[Blob] Support blob-write-null-on-missing-file for HTTP URLs.#8219
[Blob] Support blob-write-null-on-missing-file for HTTP URLs.#8219wwj6591812 wants to merge 1 commit into
Conversation
| blobUri(blob), | ||
| blobFieldName, | ||
| e); | ||
| writeNullElement(); |
There was a problem hiding this comment.
The missing-file fallback can leave stale bytes in the blob file. addElement writes MAGIC_NUMBER_BYTES before opening/reading the referenced blob, then on a 404 it records the row as NULL and returns without rewinding/truncating out. A 404 from newInputStream() already leaves the magic bytes behind; if a later non-null blob is written to the same file, BlobFileMeta computes that later blob's offset as 0 because the NULL length does not advance offsets, while the actual bytes start after the orphan magic bytes. That will make subsequent blob descriptors/readback point at the wrong offset and corrupt data.
Could we check existence before writing, or stage the blob into a temp buffer/file and only append to out after the read succeeds? It would also be good to add a test that writes a missing HTTP descriptor followed by a valid blob and reads the valid blob back.
There was a problem hiding this comment.
Thanks for catching this — you are absolutely right.
The write-time 404 fallback previously wrote MAGIC_NUMBER_BYTES to out before opening the referenced blob. When the read failed, we recorded a NULL entry but left orphan magic bytes in the file. Because NULL entries do not advance blob offsets, a later non-null blob could get a descriptor offset of 0 while the actual payload started after those stale bytes, which would corrupt subsequent reads.
I have fixed this by staging the blob payload (magic number + bytes) in memory first and only appending to out after the referenced blob is fully read successfully. If the read fails with a 404 and blob-write-null-on-missing-file is enabled, we now write NULL without touching out at all.
I also added testMissingHttpBlobFollowedByValidBlobPreservesReadback, which writes a missing HTTP descriptor followed by a valid blob and verifies that the valid blob can be read back correctly via BlobFileMeta / BlobFormatReader.
The primary pre-check path (UriReaderFactory.exists() for HTTP + FlinkRowWrapper.isNullAt()) remains unchanged and should prevent most missing URLs from reaching the write path; the staged write is now a safe fallback for the remaining cases.

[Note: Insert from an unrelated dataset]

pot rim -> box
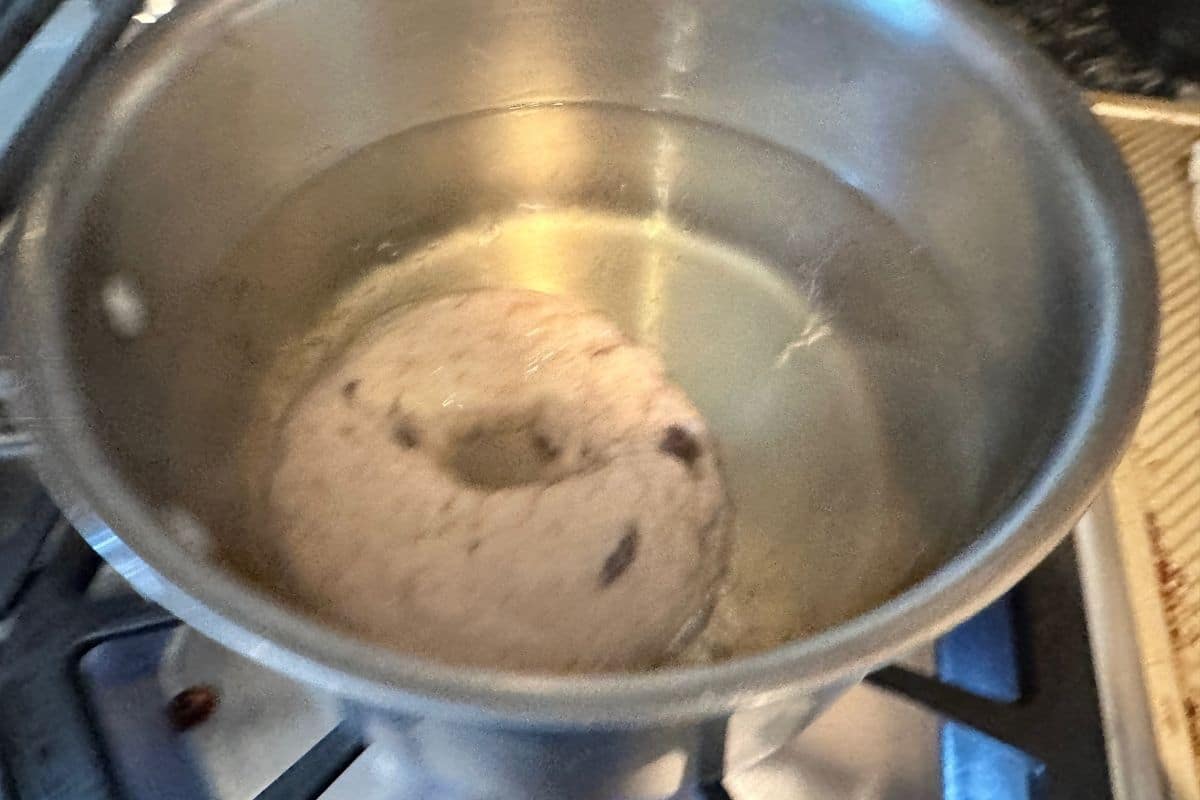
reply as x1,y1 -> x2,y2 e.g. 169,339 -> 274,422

Please take another look when you have a chance. Thanks again!
63a534b to
7a2cc62
Compare
| write(MAGIC_NUMBER_BYTES); | ||
|
|
||
| long blobPos = out.getPos(); | ||
| ByteArrayOutputStream stagedPayload = new ByteArrayOutputStream(); |
There was a problem hiding this comment.
Could we avoid staging the entire payload in memory here? This writer is used for normal blob writes too, so the new ByteArrayOutputStream + toByteArray() path can allocate roughly 2x the blob size before writing. Since BLOBs are expected to be large and blob.target-file-size can be much larger than task memory, a valid large blob can now OOM even when writeNullOnMissingFile is false. One safer approach is to open the source stream before appending anything to out; if opening hits 404, write NULL, otherwise keep the previous streaming copy path.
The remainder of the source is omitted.